The search for new puzzles

The team of Esslinger and Donner works not with electrons in solid-state materials, but instead with atoms confined to complex structures created by intersecting laser beams. Such synthetic crystals have the advantage that both the atoms and the crystal lattice can be controlled with exquisite precision and great flexibility. The platform can then be harnessed either to gain a better understanding of known effects, or to generate scenarios in which quantum systems behave in unforeseen ways, ideally pointing to new phenomena of quantum physics. And this is precisely what the team achieved in the work now reported.

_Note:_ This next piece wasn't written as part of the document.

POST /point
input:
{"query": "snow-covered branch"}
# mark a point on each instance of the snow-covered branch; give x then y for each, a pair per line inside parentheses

A key ingredient of their experiment is an optical cavity in which the synthetic crystal is formed. The cavity serves to mediate a coupling between the atoms and the light fields involved. Moreover, photons leaking out of the cavity constitute a dissipation channel, over which the experimenters have excellent control as well. Such a system including dissipation is known as an open quantum system. Importantly, when suitably controlled, dissipation can be an asset rather than a nuisance: In 2019 members of the Esslinger group found that photons leaking from the cavity can couple different configurations of a synthetic crystal, giving rise to dynamics oscillating between these configurations.

Advancement by going in circles

The big surprise leading to the now-published work was the experimental observation that the atoms trapped in the synthetic crystal structure started to move. Carrying out several measurements and performing numerical simulations, the researchers identified the mechanism behind the atomic motion: The synthetic crystal was periodically winding between different structures, such that the centre of mass of the atoms is spatially shifted by a fixed amount in each cycle — in intriguing analogy to the upwards chiral motion in an Archimedean pump. Carefully analysing the light field leaking from the cavity, the ETH physicists gained detailed insights into the mechanism and characterized the interplay between cavity dissipation and quantized pumping.

Who turns the crank?

What is unique in these experiments compared to previous realizations of quantum pumps — and in contrast to how we picture a pump in general — is that a particle current is observed without any external periodic driving. What drives the current is the dissipation from the cavity, leading to ‘self-oscillating’ pumping. In this context it is important that the atom configurations between which the system oscillates are distinct on a very fundamental level, in that they possess different so-called topologies. In practical terms this means that the demonstrated transport mechanism should be stable against external perturbations and also robust with regard to the detailed form of the pumping protocol.

These are exciting findings. Topology and open quantum systems are both highly active areas of modern physics. The connection between the two promises to provide not only a testbed for quantum many-body theory, but also a practical tool for realizing exotic states of quantum matter.